Dear Professor Investor,
I've been working at an idea for a few months and it's now time for me to find out information (numbers) on potential markets. What are investors really looking for when it comes to the business plan and the market evaluation?
Samy from Beaverton
It is important to know that investors can spot made-up numbers and are good at realizing if you are fudging your numbers. However investors are not looking for exact numbers; they are looking for numbers that seem reasonable. If you have a product that truly revolutionizes a market it's unlikely there is extensive accurate data out there. Instead of being right, investors want founders to be rational, reasonable and reasoned. Investors want founders to have backable evidence that you made viable and reasonable assumptions in the areas where there is little to no information available. Remember business plans may be dead, but business planning is not. A good way to understand how to report market numbers is to do it both bottom up and top down.
Lots of companies say that the market for their product has a million customers and they can assume they can get 10% of that. That is top down but only half the story.
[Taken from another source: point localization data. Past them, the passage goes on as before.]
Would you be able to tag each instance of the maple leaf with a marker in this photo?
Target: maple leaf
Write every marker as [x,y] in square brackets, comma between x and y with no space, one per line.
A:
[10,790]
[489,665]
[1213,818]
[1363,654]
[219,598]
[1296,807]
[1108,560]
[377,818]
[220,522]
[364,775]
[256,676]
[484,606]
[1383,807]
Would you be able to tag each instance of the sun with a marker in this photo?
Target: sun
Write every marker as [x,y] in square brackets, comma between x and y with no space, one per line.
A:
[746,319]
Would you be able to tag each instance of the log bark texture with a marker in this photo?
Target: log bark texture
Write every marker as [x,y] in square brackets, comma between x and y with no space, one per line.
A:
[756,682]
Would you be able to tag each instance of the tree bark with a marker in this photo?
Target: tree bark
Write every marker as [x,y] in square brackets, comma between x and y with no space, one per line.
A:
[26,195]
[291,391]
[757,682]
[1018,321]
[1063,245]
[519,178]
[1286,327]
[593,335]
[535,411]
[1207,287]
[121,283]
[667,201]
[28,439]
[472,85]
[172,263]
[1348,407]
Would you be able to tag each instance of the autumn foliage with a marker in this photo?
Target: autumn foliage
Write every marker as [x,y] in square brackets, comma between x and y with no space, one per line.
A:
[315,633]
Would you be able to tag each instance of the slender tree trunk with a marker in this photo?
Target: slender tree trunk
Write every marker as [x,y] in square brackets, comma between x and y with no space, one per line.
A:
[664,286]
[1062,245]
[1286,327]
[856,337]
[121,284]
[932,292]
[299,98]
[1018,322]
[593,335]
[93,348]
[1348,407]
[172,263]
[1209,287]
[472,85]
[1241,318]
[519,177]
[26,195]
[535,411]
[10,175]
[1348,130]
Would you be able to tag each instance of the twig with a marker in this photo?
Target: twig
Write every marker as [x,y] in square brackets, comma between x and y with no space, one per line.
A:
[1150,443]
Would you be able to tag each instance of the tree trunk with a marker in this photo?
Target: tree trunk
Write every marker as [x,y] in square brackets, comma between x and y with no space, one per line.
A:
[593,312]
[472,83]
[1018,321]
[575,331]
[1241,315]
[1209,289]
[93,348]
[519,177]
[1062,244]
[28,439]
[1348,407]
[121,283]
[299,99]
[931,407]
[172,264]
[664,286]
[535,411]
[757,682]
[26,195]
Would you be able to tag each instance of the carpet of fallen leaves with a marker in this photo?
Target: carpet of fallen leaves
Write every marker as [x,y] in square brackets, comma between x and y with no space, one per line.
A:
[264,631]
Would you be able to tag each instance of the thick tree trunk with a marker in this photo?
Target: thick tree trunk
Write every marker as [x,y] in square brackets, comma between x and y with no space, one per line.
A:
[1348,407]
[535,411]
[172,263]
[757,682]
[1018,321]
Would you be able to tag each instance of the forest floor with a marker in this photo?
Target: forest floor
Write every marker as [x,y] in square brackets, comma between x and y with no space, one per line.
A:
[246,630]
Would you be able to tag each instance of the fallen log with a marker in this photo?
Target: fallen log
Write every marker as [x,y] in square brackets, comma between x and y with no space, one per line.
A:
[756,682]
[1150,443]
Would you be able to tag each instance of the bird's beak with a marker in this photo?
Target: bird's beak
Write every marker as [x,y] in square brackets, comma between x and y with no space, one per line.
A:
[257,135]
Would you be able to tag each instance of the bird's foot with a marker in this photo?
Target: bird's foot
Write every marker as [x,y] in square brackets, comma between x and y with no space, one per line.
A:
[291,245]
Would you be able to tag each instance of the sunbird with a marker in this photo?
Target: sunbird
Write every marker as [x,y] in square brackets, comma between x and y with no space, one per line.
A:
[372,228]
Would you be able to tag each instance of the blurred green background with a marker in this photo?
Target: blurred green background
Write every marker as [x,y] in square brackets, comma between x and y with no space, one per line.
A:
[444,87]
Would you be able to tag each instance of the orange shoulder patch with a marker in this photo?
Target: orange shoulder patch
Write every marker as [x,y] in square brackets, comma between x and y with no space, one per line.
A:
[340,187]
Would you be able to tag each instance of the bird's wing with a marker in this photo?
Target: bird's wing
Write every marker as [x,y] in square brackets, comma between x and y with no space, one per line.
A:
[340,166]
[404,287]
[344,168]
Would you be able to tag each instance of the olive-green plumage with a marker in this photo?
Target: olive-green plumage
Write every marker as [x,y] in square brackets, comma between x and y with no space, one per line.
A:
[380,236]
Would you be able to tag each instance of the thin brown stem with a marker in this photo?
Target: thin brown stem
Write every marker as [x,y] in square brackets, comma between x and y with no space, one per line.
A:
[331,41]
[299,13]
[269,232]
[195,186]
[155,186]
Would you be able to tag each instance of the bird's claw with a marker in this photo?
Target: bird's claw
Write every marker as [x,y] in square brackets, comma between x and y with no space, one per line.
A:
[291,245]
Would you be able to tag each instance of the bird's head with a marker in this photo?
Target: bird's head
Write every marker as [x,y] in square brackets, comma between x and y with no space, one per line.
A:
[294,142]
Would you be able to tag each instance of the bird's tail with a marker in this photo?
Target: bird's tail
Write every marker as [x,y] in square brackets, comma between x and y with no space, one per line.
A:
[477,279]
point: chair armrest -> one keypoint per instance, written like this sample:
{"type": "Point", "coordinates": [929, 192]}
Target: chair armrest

As a startup - saying you can market, sell and meet the needs of 100,000 customers right away is not reasonable. Bottom up means that you say you can produce 10 products a day. At five days a week you can make 50 products weekly. So in reality you can have a maximum of new 200 customers a month and 2400 a year which is a more reasonable goal to reach. Not all businesses have self-serve frictionless sales processes (think Google AdWords). Most businesses have to invest not just in a product but in the process of selling. If a salesperson is required, then there is a constraint on how much she can sell everyday. A bottom up approach would multiply the sales per day cap by the number of salespeople needed. Ideally founders can produce bottom up data that scales towards the top down figures. Investors are looking to make sure your assumptions are accomplish-able and reasonable.
Many of your assumptions will evolve overtime and so will your projections as uncertainties become crystallized. That is why investors want entrepreneurs to be reasonable and reasoned and not right.